Epilogue – 6 Months Later
Liam
Coming inside, I step over Clover, our safety hazard, who is snoozing on the mat by the back door.
No dog bed has ever tempted her. She wasn’t bred to be a guard dog, but she sure thinks she’s one—a fluffy, loveable guard dog who follows the kids around the second they get home from school begging for rubs behind the ears and eating anything they drop.
“Ro?” I try to keep my voice down, knowing Wyatt and Callie are hopefully now asleep upstairs.
We’ve been dividing and conquering. I walked my parents out and chatted with them by their Lincoln Town Car until they finally left.
Rosalie tucked the kids into bed. It’s anyone’s guess which took longer.
Rosalie comes around the corner and sighs in satisfaction upon seeing me alone. “Not that I don’t love your parents…”
I laugh. “There is only one Mrs. Campbell I want to hang out with after ten p.m.”
“Oh, really?” She takes my hand and lifts it, twirling under my arm.
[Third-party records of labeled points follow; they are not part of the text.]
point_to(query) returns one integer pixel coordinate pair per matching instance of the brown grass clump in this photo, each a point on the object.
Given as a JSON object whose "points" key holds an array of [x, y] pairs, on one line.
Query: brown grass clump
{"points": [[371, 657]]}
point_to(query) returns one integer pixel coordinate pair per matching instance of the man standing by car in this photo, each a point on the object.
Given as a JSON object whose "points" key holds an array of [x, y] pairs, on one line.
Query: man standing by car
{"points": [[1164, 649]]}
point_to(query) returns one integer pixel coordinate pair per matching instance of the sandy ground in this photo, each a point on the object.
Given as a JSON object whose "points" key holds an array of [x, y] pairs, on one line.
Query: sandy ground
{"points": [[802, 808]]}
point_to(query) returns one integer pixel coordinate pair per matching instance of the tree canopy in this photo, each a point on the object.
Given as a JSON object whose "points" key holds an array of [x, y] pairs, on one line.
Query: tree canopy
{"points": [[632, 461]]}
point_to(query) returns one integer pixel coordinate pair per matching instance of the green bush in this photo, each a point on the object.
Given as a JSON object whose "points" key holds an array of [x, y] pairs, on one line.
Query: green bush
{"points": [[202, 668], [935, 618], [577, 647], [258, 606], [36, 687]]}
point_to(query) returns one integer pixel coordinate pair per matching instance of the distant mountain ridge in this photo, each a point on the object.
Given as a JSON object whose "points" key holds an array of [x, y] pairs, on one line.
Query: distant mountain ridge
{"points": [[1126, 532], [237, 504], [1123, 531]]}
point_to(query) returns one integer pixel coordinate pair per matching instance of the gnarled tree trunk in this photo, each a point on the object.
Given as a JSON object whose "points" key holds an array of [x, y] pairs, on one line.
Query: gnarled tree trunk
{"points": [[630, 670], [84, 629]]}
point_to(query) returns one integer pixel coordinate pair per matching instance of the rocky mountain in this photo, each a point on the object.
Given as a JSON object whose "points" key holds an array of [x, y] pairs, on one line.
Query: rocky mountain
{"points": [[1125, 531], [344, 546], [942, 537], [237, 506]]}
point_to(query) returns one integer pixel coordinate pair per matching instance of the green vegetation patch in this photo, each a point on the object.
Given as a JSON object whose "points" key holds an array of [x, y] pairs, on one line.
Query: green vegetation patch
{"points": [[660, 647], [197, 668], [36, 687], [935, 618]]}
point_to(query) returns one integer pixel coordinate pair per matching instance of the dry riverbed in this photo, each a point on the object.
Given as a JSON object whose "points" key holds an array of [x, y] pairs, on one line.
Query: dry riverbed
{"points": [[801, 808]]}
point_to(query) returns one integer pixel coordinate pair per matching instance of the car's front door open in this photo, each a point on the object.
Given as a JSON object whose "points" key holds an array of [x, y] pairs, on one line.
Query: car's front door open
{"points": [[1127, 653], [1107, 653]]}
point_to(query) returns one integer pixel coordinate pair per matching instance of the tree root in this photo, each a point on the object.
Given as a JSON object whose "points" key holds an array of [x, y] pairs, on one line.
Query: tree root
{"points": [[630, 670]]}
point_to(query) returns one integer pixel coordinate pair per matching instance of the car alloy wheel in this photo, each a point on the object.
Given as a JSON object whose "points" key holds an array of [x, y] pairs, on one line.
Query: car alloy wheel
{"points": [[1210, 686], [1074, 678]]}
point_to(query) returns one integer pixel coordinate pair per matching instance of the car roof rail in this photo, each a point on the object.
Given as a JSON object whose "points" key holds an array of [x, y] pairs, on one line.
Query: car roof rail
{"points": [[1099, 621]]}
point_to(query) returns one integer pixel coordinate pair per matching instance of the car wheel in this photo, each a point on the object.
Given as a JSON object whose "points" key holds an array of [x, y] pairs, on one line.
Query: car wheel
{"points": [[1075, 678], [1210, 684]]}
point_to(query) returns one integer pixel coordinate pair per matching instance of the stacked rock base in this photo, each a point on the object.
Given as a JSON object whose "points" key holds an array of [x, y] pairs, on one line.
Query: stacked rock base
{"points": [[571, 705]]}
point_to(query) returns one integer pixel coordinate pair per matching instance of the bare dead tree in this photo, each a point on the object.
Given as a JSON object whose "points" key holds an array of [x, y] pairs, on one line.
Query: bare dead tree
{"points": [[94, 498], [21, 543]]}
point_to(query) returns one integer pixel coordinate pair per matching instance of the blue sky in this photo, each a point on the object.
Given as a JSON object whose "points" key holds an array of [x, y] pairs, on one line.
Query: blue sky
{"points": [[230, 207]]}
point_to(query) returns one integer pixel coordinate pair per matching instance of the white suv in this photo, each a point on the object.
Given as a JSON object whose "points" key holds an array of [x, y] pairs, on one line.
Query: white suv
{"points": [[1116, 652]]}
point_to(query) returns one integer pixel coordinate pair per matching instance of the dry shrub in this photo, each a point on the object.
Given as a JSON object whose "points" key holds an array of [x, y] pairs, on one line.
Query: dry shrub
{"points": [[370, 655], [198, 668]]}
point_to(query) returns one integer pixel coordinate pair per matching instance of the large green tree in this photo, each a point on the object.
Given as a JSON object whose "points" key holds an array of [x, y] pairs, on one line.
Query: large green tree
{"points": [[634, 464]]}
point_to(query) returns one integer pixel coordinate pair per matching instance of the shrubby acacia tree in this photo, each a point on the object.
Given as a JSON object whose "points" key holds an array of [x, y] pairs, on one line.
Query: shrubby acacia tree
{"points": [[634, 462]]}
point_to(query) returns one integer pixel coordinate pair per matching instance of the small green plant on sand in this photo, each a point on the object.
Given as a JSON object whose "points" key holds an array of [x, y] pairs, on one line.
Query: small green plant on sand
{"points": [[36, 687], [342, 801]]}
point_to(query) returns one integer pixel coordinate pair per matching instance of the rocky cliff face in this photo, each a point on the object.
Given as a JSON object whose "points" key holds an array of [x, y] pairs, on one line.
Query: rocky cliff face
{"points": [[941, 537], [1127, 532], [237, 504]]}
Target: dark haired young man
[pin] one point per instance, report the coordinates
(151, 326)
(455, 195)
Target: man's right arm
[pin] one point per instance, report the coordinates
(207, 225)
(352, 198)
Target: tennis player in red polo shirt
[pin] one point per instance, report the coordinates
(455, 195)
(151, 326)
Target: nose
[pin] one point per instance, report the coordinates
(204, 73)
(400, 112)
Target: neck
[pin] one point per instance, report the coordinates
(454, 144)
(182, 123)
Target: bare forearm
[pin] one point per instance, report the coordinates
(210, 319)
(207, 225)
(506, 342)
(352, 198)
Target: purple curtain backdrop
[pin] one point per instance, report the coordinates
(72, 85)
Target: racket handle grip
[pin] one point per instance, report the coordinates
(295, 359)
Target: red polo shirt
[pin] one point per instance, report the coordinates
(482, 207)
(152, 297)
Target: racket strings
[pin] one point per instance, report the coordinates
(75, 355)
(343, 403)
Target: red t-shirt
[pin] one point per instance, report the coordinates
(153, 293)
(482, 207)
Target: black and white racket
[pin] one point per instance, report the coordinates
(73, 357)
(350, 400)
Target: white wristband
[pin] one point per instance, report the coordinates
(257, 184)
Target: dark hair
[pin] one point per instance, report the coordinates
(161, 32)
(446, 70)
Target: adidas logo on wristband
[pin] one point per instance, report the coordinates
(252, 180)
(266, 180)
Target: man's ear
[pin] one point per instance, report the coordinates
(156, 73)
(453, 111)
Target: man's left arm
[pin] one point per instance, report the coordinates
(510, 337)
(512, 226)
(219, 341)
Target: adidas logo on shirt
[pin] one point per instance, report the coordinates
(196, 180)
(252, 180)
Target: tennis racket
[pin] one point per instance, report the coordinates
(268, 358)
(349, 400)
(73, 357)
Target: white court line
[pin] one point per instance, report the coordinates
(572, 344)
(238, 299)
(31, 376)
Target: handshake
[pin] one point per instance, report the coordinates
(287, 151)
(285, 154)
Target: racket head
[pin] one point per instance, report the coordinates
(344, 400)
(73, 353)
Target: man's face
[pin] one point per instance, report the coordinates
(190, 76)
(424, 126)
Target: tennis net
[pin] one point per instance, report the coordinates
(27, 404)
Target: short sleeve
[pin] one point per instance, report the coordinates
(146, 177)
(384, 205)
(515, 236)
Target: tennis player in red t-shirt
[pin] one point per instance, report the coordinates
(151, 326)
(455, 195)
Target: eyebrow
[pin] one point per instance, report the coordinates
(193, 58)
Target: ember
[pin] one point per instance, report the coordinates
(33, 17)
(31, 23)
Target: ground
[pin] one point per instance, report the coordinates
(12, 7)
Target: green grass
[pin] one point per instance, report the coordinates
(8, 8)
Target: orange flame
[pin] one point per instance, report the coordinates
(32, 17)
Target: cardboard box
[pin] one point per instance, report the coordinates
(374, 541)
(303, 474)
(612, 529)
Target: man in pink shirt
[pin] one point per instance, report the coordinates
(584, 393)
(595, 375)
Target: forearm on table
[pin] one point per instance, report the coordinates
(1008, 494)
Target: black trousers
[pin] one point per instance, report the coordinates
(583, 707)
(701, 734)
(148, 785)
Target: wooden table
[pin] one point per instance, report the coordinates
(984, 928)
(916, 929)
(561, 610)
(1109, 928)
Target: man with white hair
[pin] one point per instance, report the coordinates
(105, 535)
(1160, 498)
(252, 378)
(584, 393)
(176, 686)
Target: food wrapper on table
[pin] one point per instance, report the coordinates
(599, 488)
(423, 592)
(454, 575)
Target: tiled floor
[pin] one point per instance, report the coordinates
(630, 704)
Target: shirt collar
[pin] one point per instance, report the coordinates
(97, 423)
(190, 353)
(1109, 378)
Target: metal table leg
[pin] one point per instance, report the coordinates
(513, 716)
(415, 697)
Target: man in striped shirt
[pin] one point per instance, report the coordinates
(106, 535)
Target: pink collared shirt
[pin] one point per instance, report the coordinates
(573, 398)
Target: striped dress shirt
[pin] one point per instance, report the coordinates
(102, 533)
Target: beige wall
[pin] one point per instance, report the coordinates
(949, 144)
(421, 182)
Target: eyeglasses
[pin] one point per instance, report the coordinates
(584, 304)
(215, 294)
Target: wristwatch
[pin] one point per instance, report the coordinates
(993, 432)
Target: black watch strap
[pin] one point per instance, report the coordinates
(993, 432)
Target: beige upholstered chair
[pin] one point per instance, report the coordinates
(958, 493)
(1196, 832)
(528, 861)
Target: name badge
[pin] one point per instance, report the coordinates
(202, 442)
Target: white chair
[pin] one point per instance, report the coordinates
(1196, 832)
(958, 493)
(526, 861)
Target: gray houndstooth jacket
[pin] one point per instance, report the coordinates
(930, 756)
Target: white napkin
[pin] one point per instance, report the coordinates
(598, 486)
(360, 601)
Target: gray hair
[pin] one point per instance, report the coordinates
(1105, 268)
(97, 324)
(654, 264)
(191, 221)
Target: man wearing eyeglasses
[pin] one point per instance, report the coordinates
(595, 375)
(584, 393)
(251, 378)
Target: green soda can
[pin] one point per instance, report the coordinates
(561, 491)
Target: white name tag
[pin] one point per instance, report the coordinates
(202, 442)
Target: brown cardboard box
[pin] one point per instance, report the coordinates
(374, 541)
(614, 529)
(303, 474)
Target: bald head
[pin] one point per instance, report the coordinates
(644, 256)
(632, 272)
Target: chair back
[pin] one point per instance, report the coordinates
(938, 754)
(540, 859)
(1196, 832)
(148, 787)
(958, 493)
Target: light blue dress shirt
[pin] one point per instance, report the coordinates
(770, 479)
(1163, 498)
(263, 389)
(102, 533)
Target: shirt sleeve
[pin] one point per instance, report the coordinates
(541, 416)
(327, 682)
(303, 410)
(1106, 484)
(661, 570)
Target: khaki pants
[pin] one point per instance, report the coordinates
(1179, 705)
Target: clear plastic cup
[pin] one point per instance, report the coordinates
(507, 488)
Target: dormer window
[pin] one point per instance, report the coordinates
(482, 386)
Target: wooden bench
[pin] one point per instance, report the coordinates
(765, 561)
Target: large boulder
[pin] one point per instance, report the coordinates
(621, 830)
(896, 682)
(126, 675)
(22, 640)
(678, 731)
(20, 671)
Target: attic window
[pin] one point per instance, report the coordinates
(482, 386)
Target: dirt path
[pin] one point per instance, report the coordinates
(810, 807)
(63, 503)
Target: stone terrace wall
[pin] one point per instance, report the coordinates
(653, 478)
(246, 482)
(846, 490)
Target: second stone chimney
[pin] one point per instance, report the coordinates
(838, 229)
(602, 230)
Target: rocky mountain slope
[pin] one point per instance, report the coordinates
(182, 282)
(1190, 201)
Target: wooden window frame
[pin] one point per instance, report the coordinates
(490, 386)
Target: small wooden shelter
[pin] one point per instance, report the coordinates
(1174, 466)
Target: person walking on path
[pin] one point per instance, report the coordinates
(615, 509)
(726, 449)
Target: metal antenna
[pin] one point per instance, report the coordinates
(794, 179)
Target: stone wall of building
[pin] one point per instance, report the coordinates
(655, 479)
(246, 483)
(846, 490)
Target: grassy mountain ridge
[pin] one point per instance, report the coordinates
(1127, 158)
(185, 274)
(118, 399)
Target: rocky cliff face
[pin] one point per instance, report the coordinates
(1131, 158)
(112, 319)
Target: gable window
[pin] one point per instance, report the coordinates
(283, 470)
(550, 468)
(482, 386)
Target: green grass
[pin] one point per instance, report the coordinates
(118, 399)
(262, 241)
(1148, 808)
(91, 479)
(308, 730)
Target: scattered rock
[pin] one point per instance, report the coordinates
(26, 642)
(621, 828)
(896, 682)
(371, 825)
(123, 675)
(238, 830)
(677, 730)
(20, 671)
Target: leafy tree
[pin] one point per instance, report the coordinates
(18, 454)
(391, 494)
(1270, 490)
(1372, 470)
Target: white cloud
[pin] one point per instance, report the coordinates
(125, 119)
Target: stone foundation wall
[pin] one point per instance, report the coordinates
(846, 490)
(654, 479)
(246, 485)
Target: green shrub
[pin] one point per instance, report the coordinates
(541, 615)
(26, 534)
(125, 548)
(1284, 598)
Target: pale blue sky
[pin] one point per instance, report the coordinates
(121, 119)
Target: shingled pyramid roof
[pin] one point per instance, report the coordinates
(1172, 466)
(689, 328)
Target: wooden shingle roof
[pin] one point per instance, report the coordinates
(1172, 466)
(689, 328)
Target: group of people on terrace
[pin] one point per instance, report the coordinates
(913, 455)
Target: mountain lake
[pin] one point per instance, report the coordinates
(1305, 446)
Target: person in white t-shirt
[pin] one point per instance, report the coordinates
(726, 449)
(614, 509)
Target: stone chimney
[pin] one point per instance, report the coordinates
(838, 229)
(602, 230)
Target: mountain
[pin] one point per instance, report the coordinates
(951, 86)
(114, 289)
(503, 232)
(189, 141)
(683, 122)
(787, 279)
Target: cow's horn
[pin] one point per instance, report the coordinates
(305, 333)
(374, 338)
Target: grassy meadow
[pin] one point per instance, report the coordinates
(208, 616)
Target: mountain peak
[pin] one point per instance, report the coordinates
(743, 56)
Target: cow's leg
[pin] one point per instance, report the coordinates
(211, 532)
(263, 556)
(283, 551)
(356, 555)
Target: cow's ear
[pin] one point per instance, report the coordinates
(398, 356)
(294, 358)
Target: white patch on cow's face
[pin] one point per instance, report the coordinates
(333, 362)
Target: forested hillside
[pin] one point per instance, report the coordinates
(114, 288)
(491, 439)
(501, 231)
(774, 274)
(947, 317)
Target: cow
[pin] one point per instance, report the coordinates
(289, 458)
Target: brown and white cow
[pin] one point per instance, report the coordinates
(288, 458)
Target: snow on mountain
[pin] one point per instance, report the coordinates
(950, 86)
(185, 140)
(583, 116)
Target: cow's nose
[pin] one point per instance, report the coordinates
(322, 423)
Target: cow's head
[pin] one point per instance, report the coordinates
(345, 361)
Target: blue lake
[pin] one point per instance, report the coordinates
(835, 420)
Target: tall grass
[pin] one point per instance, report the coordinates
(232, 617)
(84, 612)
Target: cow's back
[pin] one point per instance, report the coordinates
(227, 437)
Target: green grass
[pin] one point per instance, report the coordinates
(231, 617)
I pull her in and sway with her against my chest, humming the words to “Mary Had a Little Lamb” since it’s the only song I’ll ever have in my head again.
The kids played it for their grandparents on their cat pianos tonight.
The things are shaped like a cat’s face and every note says “meow.” Now that my parents are regularly coming over to our house, I’ve noticed the annoying gifts have stopped.
Joke’s on them. We pull them out for their visits.
I owe Rosalie a really good back rub. When her parents come over, it’s a party.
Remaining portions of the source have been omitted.